A proteína desempenha funções fundamentais no organismo. Ela participa da formação dos músculos, produção de hormônios e enzimas, atua no sistema imunológico e também pode servir como fonte de energia.
Apesar da popularização do tema, pesquisas indicam que grande parte das pessoas já consome quantidades adequadas de proteína diariamente. Em adultos, a recomendação média gira em torno de 0,75 a 0,84 grama por quilo corporal por dia, podendo aumentar em situações específicas, como para praticantes de musculação e treinos intensos.
Para quem busca ganho de massa muscular, uma ingestão de até 1,6 grama por quilo pode trazer benefícios. Acima desse nível, porém, os estudos apontam que não há ganhos adicionais relevantes para força ou crescimento muscular.
Proteína em excesso pode trazer consequências
Ao contrário do que muitos imaginam, o excesso de proteína não é simplesmente eliminado pelo organismo. Como ela também fornece energia, o consumo exagerado aumenta a ingestão calórica total e o excedente pode ser armazenado em forma de gordura corporal.
Além disso, algumas condições exigem maior cuidado. Pessoas com doenças renais, por exemplo, precisam monitorar a ingestão proteica para evitar sobrecarga nos rins.
Especialistas também citam uma condição rara chamada "intoxicação por proteína", conhecida popularmente como "fome do coelho". O problema ocorre quando a alimentação é composta quase exclusivamente por proteínas, com ingestão insuficiente de gorduras, carboidratos e outros nutrientes essenciais.
A origem da proteína faz diferença
Especialistas destacam que o tipo de proteína consumida pode ser tão importante quanto a quantidade.
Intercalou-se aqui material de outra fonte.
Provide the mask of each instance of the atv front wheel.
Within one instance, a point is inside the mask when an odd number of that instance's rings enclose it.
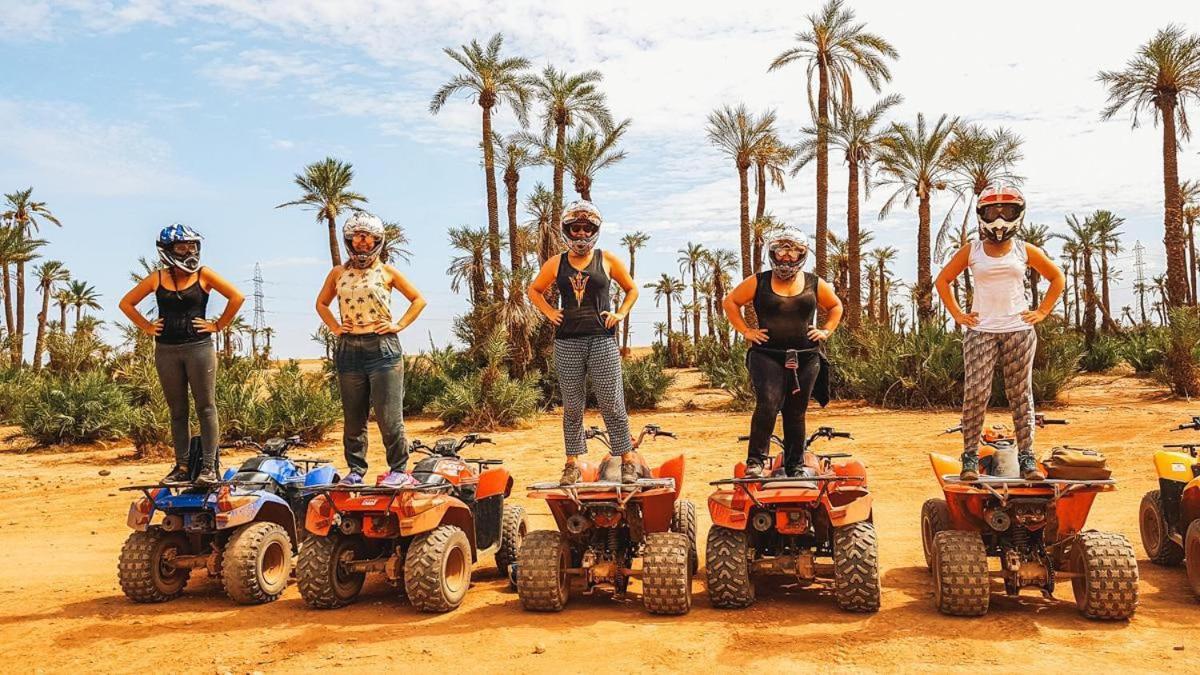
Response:
[[[505,504],[504,516],[500,519],[500,548],[496,551],[496,570],[500,576],[512,579],[509,570],[521,554],[526,531],[525,509],[517,504]]]
[[[278,523],[250,523],[225,544],[221,581],[225,593],[242,605],[273,602],[287,590],[292,571],[292,539]]]
[[[1089,619],[1128,619],[1138,604],[1138,566],[1124,535],[1081,532],[1071,542],[1075,604]]]
[[[950,529],[950,507],[945,499],[930,499],[921,505],[921,548],[925,550],[925,566],[933,569],[933,538],[938,532]]]
[[[1183,547],[1171,540],[1171,525],[1163,511],[1162,493],[1151,490],[1142,497],[1138,509],[1138,529],[1142,534],[1142,548],[1146,557],[1155,565],[1174,567],[1183,562]]]
[[[449,612],[471,587],[471,543],[467,533],[442,525],[417,537],[404,559],[404,590],[422,612]]]
[[[172,566],[171,559],[187,553],[187,539],[178,532],[156,528],[130,534],[117,565],[121,590],[134,602],[166,602],[179,597],[192,571]]]
[[[704,556],[708,601],[713,607],[740,609],[754,604],[750,545],[744,531],[713,525]]]
[[[943,530],[933,538],[933,601],[951,616],[987,614],[987,550],[978,532]]]
[[[309,537],[300,548],[296,565],[296,585],[304,602],[314,609],[333,609],[353,602],[367,575],[347,572],[342,565],[361,558],[363,548],[358,536],[333,533]]]
[[[879,611],[879,547],[871,523],[834,529],[833,595],[848,612]]]
[[[535,612],[559,612],[570,599],[571,549],[558,530],[530,532],[517,559],[517,597]]]
[[[651,614],[687,614],[692,608],[692,566],[686,536],[678,532],[646,535],[642,604]]]
[[[1200,520],[1193,520],[1188,525],[1183,546],[1187,551],[1188,585],[1192,587],[1192,593],[1200,598]]]
[[[696,505],[686,499],[675,502],[675,512],[671,515],[671,531],[678,532],[688,538],[688,566],[692,574],[700,569],[700,556],[696,551]]]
Fontes vegetais, como feijão, lentilha e grãos integrais, têm sido associadas a benefícios como:
– Menor risco de diabetes tipo 2;
– Redução do risco de alguns tipos de câncer;
– Melhora dos níveis de colesterol;
– Maior ingestão de fibras alimentares.
Já o consumo elevado de proteínas de origem animal, especialmente carnes com maior teor de gordura saturada, tem sido relacionado a maior risco de doenças crônicas e problemas cardiovasculares.
As fibras presentes em muitas fontes vegetais também desempenham papel importante na saúde intestinal e ajudam na prevenção de doenças.
Equilíbrio é o principal fator
Especialistas reforçam que proteínas, carboidratos e gorduras exercem funções complementares no organismo. Em vez de focar apenas no aumento do consumo proteico, a recomendação é buscar equilíbrio alimentar e variedade de nutrientes para manter a saúde e o funcionamento adequado do corpo.